BS: What changed in the last decade for women’s boxing?

Smith: For me, from my perspective, it was the proven ability of the Olympians Katie Taylor, for one, Claressa Shields for another. If we look at those two in parallel – although they’re very different women, very different fighters – they had a similar experience in terms of coming to the party with a really tight promotional team and management team that had a real sense of what the future could look like as they began.

Katie Taylor, as a fighter, is a known quantity. We essentially have her to thank for women boxing in the Olympics in the first place. And not to say she was the only driver – that’s not the case. But as a fighter, her excellence in elite amateur sports and in winning all the international titles, the world titles, really went a long way demonstrating to the IOC, and then to the AIBA – which was the international organization managing elite boxing at the time – just how high a level of boxing women had achieved. Because of her and boxers like Marlen Esparza, the American who eventually won the bronze medal in 2012 at the London Games, it pushed the window, if you will, to bring women into the sport. Then they achieved so much notoriety, so much excellence in the 2012 Olympics, it really gave momentum and excitement to the sport.

For a fighter like Heather Hardy, who turned pro in 2012, just at the time of the Olympics in London, her path was very parallel – she had been an amateur champion. But her pedigree was much smaller. She had started later in the sport; she hadn’t started as a child. She had won some fights, she lost some fights, but she didn't have the momentum to be able to become an Olympian. So her choice was to go into the pros at that time, but that meant maybe $3,000 for a fight? Or five, maybe four. And yes, she was an incredible ticket seller and always had a real sense of how to market herself. Which meant she could sell $40,000 worth of tickets for an event at Barclays, and she was the first woman to box at Barclays Center, but she couldn't get on a television part of the card. Even though she would sell out her tickets (and then some), she’d end up fighting at 5:00 and the people who paid to see her wouldn't even get to see her fight. So there were a tremendous number of challenges that she fought against.

Katie Taylor and Claressa Shields, who both won gold medals at the Olympics in 2012, didn’t opt to go pro then, because they knew there was no way they were going to crack the code now. They had the advice and the support of their teams to hang back. Do another round of Olympics in 2016. And they judged that to be a better time to cross the divide into the pros.

BS: How does the emphasis on appearance, beauty and presentation in women's boxing differ from that in men’s boxing? Is this evolving?

Smith: That’s a terrific question. It’s one that’s plagued the sport for a generation, really, since Christy Martin started fighting in the ‘90s and made the sport that we know of as women’s boxing. She came out in pink, she was attractive. She wasn't muscle-bound. However, she was strong, and therefore very unthreatening to a male-dominated sport.

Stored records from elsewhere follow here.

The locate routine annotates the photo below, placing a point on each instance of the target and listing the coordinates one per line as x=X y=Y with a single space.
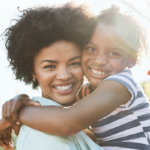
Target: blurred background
x=9 y=87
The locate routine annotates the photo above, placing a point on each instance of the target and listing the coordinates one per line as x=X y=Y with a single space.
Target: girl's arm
x=59 y=121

Lucia Rijker – who is probably on everyone's pound-for-pound greatest female fighter list, or at least the top three or four – along with Christy Martin, were the first two women to be inducted into the International Boxing Hall of Fame in 2020. Rijker, who grew up in Holland, was a kickboxer. And as for her body, she’s muscle-bound. That’s just her natural body. She’s got a low fat ratio. She’d always been in athletics, and she would get tortured for how she looked. People would say, “Are you really a woman? I refuse to fight you unless you take a chromosome test.” It was really vicious. So that never really overcame itself, and you have now issues with prettiness in the sport, colorism in the sport. Someone will look at Heather Hardy and say, “Oh, well, she’s not really a fighter. She’s just a pretty blonde. Well, she is a fighter – and a really tough fighter.

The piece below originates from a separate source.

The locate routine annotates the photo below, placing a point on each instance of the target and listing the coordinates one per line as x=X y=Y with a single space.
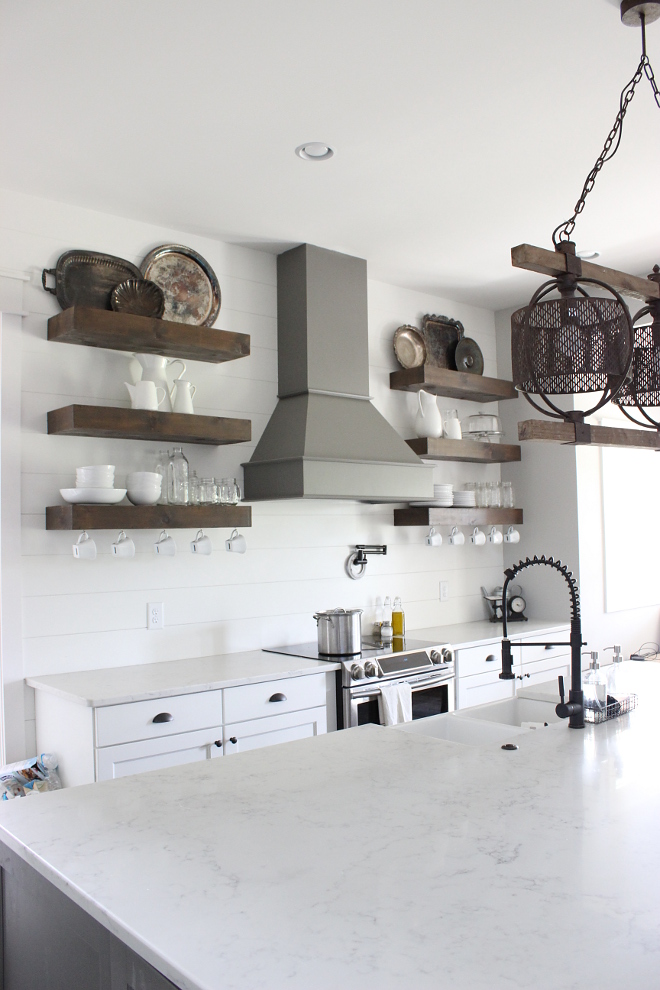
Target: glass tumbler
x=177 y=478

But women are stigmatized for their looks, whether they’re good boxers or bad boxers. Ebanie Bridges, who is a phenomenal fighter out of Australia, takes pride in her gifts as a boxer and as a very pretty, very shapely woman. She had been a bodybuilder who came out to weigh-in in very elaborate, scanty underwear, and this has scandalized people. But she’s owning her sexuality as part of her brand and how she’s marketing herself sport. So it gets complex, because it’s like the women own what they’re doing or not. And if they don’t, how are they negotiating that? And it very much plays out in social media, as you ask or as you considered, in terms of how women are perceived, whether they’re pretty enough or not pretty, or whether prettiness plays any kind of part in how they are marketed. Now, a fighter like Katie Taylor, she’s obviously female and very pretty, but no one ever thinks of her as a sexual object. She just comes out as an athlete, she’s usually there just with her trainers. It’s never assigned to her. She always has this assignment of, she’s just a great boxer and you never think of her in those terms.